According to our systematic review, 16 genes contribute significantly in patients with thrombotic primary APS when compared with controls. Bioinformatic analyses of these genes revealed their molecular interconnectivity in protein levels largely by affecting blood coagulation and immune system. These genes are expressed in 32 different organs and may pose higher risk of developing thrombosis anywhere in the body of primary APS patients.
抗磷脂综合征(APS)是一种自身免疫性多因素疾病。遗传被认为在 APS 的发病机制中起重要作用,尤其是在血栓形成和妊娠发病机制中。在过去的 20 年中,大量关于 APS 遗传贡献的研究表明,APS 是一种多基因疾病,许多基因参与其临床表现的发展。
本系统综述旨在评估血栓形成性原发性 APS 的遗传危险因素。此外,通过生物信息学分析,评估相关基因在不同器官的 RNA-Seq 衍生表达模式中的常见分子功能、生物学过程、途径、与基因编码蛋白的相互关系。
不限制年份,使用 Web of Science、PubMed、Scopus、ScienceDirect 和 Google Scholar 数据库对英文文章进行了系统搜索(截至 2017 年 9 月 4 日)。根据纳入标准选择符合条件的研究。两位研究人员独立从纳入的研究中提取数据。使用改良的纽卡斯尔渥太华量表(NOS)对纳入研究进行质量评估。

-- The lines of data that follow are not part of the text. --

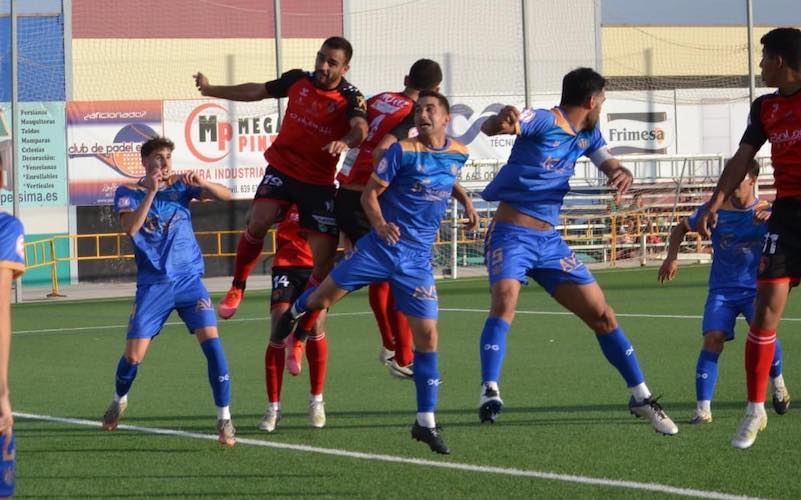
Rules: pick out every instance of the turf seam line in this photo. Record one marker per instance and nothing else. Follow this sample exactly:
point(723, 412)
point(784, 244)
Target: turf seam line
point(551, 476)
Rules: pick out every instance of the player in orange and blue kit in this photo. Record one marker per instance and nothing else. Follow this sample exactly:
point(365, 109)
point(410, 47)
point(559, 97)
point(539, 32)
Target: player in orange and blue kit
point(291, 270)
point(414, 180)
point(522, 241)
point(12, 265)
point(154, 212)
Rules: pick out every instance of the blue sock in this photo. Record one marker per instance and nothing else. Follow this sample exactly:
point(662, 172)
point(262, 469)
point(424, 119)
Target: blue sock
point(126, 373)
point(776, 366)
point(300, 306)
point(493, 348)
point(218, 371)
point(706, 375)
point(619, 351)
point(426, 380)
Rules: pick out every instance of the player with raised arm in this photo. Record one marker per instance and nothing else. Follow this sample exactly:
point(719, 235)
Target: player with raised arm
point(737, 245)
point(325, 116)
point(774, 118)
point(291, 269)
point(12, 265)
point(404, 200)
point(154, 212)
point(390, 117)
point(522, 242)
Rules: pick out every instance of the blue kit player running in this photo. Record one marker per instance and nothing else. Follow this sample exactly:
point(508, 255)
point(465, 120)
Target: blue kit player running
point(12, 265)
point(155, 213)
point(737, 244)
point(414, 180)
point(522, 242)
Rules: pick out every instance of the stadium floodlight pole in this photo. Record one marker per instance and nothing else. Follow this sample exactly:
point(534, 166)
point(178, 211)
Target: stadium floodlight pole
point(278, 65)
point(526, 79)
point(750, 17)
point(15, 114)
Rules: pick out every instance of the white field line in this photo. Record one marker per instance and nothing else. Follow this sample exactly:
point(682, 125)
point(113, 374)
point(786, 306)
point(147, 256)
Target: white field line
point(549, 476)
point(363, 313)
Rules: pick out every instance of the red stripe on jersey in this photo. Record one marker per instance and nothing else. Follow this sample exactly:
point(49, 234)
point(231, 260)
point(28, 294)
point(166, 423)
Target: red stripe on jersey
point(384, 112)
point(291, 248)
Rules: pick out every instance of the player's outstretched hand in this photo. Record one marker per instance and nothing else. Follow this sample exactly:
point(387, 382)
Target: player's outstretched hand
point(473, 219)
point(201, 82)
point(668, 270)
point(389, 232)
point(335, 148)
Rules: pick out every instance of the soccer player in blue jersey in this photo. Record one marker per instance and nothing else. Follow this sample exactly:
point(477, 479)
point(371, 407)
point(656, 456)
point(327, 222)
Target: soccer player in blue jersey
point(12, 265)
point(154, 212)
point(522, 242)
point(404, 200)
point(737, 241)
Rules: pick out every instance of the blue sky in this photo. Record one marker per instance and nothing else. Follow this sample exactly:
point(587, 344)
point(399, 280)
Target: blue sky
point(700, 12)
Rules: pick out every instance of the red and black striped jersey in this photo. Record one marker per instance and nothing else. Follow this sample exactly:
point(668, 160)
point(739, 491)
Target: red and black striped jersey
point(388, 112)
point(314, 117)
point(777, 118)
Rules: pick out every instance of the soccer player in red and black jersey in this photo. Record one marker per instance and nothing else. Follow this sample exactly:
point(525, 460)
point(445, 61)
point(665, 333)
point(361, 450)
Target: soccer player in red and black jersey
point(291, 270)
point(389, 116)
point(775, 118)
point(325, 117)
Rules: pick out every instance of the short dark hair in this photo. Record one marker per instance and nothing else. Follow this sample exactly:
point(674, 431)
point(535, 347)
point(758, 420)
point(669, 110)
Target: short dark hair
point(425, 74)
point(784, 42)
point(154, 144)
point(580, 84)
point(441, 98)
point(337, 42)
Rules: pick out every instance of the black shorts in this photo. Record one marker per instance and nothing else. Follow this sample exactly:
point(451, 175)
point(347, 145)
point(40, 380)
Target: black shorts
point(781, 253)
point(315, 203)
point(288, 284)
point(350, 215)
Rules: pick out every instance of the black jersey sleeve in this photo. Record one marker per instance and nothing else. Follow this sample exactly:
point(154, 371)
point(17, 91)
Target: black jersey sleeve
point(280, 87)
point(755, 131)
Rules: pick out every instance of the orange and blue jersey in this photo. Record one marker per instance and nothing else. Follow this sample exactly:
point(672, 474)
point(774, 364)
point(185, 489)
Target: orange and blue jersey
point(12, 244)
point(165, 246)
point(419, 181)
point(536, 177)
point(737, 242)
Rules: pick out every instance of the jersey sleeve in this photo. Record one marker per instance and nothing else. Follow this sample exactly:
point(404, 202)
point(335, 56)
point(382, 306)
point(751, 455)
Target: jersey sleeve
point(280, 87)
point(692, 221)
point(388, 167)
point(754, 131)
point(533, 122)
point(12, 247)
point(357, 106)
point(124, 200)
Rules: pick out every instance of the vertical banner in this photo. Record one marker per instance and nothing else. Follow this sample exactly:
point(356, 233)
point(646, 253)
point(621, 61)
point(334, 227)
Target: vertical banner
point(42, 168)
point(103, 143)
point(222, 141)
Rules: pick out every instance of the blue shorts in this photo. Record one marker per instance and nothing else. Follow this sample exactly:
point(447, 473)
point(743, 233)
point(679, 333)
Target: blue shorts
point(155, 301)
point(408, 270)
point(517, 252)
point(722, 309)
point(8, 464)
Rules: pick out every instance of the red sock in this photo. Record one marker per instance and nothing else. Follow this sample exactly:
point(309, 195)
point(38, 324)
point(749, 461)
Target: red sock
point(309, 319)
point(759, 350)
point(317, 355)
point(380, 304)
point(401, 333)
point(274, 371)
point(248, 252)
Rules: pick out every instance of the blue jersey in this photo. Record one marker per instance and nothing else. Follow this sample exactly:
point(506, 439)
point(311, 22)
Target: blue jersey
point(165, 246)
point(737, 245)
point(419, 182)
point(12, 244)
point(536, 177)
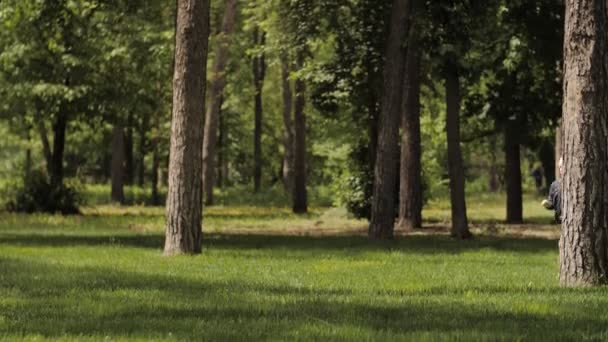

从最初的 2673 篇文章中,有 22 项研究入选(1268 例原发性 APS 患者和 1649 例健康对照)。在 22 个基因中,有 16 个基因与原发性 APS 血栓形成显著相关,而 6 个基因与血栓形成无关。根据 NOS,14 项研究为高质量研究,6 项为低质量研究。通过生物信息学分析,凝血酶激活受体活性(q = 6.77 × 10)、血液凝固(q = 2.63 × 10)、纤维蛋白凝块形成(q = 9.76 × 10)分别是分子功能、生物学过程和途径分类的最高命中。APS 血栓形成相关基因编码蛋白的置信度互作评分最高为 0.900,除两个外,所有蛋白均相互关联。基于途径分析,累积所有基因均影响止血[假发现率(FDR)= 1.01 × 10]和免疫系统[FDR = 9.93 × 10]。RNA-Seq 数据的基因表达分析显示,几乎所有基因都在人体 32 种不同组织中表达。
根据我们的系统综述,与对照组相比,16 个基因在血栓形成性原发性 APS 患者中显著表达。对这些基因的生物信息学分析表明,它们在蛋白质水平上的分子相互连接主要是通过影响血液凝固和免疫系统。这些基因在 32 种不同的器官中表达,可能会使原发性 APS 患者全身任何部位发生血栓形成的风险更高。